Matthew braced himself to listen, and this was what he heard:—
"We built a ship upon the stairs,
All made of the back bedroom chairs,
And filled it full of sofa pillows,
To go a-sailing on the billows.
"We took a saw and several nails,
And water in the nursery pails;
And Tom said, 'Let us also take
An apple and a slice of cake;'—
Which was enough for Tom and me
To go a-sailing on, till tea.
"We sailed along for days and days,
And had the very best of plays;
But Tom fell out and hurt his knee,
So there was no one left but me."
"So there was no one left but me," repeated the weak child-voice. Matthew rose from the third stair from the bottom, where he had been sitting, and stumbled somewhat blindly into the parlour, where he sat down on the slippery horse-hair sofa. He cleared his throat and blew his nose, and there was an expression on his face which was seldom seen there.
"And ther' was no one left but me." The forlorn weak voice repeating that, moved him strangely. Keturah was the last of the children. There had been six babies before Keturah, and none had lived beyond babyhood. At that moment he forgot how naughty she was, how unregenerate! He only remembered that she used to lay her baby face against his, and that she said "dada" the very first word she spoke.
A hundred pretty scenes of her first years flashed into his recollection. His suspicions of the curate were forgotten, and in their place came cold-handed fear to fill his heart with the dread that Keturah might not get well.
* * * * *
After all, one honest man can recognise another, whether he wear an M.B. waistcoat or a baker's apron.
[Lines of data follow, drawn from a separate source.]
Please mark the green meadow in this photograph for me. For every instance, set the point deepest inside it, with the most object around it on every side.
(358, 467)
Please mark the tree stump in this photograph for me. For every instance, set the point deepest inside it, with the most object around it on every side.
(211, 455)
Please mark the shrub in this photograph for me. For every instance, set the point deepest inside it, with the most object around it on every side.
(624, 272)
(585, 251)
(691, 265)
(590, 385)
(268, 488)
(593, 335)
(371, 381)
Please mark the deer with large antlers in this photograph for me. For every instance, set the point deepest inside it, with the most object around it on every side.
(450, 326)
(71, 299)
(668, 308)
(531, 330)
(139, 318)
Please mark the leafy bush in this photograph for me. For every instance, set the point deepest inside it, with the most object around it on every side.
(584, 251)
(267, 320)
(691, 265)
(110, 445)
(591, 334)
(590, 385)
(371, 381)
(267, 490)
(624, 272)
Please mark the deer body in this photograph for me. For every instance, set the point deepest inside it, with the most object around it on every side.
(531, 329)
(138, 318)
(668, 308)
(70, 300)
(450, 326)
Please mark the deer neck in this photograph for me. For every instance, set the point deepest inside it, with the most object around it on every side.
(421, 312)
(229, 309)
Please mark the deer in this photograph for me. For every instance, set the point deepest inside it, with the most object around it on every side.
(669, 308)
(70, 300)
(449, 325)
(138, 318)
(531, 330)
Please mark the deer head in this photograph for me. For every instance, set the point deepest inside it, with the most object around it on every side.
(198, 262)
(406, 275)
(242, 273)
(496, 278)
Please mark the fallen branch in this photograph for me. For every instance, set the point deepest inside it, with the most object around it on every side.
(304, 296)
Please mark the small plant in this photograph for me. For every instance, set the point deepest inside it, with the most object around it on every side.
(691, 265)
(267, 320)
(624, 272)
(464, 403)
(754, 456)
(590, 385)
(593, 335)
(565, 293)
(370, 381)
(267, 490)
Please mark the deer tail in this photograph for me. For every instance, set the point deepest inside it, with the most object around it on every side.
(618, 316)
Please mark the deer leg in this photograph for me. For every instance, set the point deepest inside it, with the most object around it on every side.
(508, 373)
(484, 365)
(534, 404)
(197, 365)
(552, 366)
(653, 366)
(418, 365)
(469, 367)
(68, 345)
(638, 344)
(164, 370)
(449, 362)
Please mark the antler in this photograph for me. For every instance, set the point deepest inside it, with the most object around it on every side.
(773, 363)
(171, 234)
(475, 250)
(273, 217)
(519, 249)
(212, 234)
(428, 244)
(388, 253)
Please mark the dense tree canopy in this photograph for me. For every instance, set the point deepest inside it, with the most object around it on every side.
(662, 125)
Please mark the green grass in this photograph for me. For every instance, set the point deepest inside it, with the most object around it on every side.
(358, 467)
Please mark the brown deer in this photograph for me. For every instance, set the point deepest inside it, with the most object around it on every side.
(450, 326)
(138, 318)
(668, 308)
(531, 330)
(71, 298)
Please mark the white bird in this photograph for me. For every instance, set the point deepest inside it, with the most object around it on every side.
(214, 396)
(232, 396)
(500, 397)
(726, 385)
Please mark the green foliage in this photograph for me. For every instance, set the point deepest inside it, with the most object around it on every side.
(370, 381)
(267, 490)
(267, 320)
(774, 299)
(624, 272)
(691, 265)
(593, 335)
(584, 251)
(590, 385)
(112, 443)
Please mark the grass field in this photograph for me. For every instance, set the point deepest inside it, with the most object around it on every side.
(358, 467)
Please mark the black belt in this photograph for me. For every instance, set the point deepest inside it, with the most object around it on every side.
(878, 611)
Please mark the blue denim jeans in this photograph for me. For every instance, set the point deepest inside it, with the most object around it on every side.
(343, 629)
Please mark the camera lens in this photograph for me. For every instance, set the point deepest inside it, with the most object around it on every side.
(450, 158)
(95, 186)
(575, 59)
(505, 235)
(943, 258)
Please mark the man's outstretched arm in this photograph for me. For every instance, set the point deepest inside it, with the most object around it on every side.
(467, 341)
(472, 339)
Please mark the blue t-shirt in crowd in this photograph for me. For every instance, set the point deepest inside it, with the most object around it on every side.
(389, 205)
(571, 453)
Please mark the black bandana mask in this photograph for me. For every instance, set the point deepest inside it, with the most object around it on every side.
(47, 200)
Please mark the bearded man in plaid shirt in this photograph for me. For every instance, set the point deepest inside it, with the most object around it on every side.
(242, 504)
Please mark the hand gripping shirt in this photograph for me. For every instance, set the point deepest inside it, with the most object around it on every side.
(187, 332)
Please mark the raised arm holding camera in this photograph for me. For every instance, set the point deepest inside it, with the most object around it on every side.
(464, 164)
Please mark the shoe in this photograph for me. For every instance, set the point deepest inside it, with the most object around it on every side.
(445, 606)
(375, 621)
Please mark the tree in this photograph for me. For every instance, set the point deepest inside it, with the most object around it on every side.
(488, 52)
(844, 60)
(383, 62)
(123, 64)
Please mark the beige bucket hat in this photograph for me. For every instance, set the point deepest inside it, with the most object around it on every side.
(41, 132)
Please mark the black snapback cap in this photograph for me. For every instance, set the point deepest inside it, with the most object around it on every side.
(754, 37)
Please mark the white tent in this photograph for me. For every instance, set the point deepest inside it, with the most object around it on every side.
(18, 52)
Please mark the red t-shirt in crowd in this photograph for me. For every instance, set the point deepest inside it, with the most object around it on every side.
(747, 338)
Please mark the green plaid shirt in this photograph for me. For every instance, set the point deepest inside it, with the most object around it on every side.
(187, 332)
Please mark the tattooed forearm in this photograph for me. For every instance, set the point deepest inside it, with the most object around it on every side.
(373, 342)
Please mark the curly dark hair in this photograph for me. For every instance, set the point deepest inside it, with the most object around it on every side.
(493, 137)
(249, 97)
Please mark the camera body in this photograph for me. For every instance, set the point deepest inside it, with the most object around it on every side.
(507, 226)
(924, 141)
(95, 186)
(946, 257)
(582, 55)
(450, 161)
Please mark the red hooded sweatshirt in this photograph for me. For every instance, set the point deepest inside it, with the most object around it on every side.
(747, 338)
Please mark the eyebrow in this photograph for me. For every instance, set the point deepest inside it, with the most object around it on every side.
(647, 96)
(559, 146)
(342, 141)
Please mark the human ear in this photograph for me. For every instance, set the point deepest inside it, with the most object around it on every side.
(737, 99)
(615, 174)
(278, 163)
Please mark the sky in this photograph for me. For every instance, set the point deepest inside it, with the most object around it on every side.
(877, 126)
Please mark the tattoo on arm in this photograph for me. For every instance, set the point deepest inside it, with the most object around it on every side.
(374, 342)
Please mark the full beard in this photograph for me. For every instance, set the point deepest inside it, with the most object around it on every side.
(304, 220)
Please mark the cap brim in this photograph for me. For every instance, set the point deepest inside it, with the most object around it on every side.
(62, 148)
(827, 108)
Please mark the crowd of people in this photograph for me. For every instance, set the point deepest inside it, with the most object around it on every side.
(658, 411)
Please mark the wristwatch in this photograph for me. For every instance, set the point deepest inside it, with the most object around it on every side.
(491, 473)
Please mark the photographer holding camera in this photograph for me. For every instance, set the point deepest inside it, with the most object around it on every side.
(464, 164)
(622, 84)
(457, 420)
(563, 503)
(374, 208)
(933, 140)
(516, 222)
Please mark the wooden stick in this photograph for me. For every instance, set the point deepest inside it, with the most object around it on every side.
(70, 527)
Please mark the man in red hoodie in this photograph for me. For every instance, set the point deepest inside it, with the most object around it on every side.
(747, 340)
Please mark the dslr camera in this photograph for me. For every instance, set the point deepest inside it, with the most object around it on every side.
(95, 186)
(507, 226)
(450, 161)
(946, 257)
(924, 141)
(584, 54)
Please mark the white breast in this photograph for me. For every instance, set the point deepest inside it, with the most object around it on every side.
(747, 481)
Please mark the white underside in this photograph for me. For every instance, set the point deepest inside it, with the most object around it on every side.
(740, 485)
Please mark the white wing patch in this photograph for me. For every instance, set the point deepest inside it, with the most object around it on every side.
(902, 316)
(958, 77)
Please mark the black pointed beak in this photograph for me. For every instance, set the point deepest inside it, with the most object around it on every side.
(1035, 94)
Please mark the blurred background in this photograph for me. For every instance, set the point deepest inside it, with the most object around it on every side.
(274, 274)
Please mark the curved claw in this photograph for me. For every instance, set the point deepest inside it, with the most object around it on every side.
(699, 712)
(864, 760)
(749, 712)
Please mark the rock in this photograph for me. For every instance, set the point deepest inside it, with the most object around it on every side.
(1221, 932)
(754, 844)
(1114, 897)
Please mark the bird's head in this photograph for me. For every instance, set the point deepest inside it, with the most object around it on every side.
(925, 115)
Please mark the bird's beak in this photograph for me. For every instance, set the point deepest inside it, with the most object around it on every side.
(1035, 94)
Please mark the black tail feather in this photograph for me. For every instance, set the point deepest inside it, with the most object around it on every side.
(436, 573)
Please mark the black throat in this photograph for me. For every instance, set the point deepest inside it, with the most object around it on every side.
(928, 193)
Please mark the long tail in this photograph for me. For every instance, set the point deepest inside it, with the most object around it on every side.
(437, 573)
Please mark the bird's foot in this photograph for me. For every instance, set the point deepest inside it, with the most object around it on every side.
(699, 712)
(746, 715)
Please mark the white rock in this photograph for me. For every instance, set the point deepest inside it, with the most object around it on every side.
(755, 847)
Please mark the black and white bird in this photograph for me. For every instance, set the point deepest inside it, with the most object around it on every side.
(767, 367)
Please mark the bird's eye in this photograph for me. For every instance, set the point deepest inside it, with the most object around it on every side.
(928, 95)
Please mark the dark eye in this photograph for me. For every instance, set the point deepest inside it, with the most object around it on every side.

Anyhow, the curate so far won upon Matthew Moulder that he persuaded him to allow the district nurse to be sent to sit up with Keturah till she was "round the corner," and that the nurse might keep a sharp look out for the recurrence of "the grey look."
As Keturah grew better, Matthew made, with his own hands, and at the instigation of the curate, a whole series of fantastic little loaves that she might the better "fancy her tea."
"My Dada don't say much, but I knows now that 'e do like me," said Keturah, in a burst of confidence to Thomas Beames, and Thomas, with that caution for which the Cotswold folk are justly famed, replied—
"Mebbe 'e do. But folks when they be growed up be oncommon akard 'times."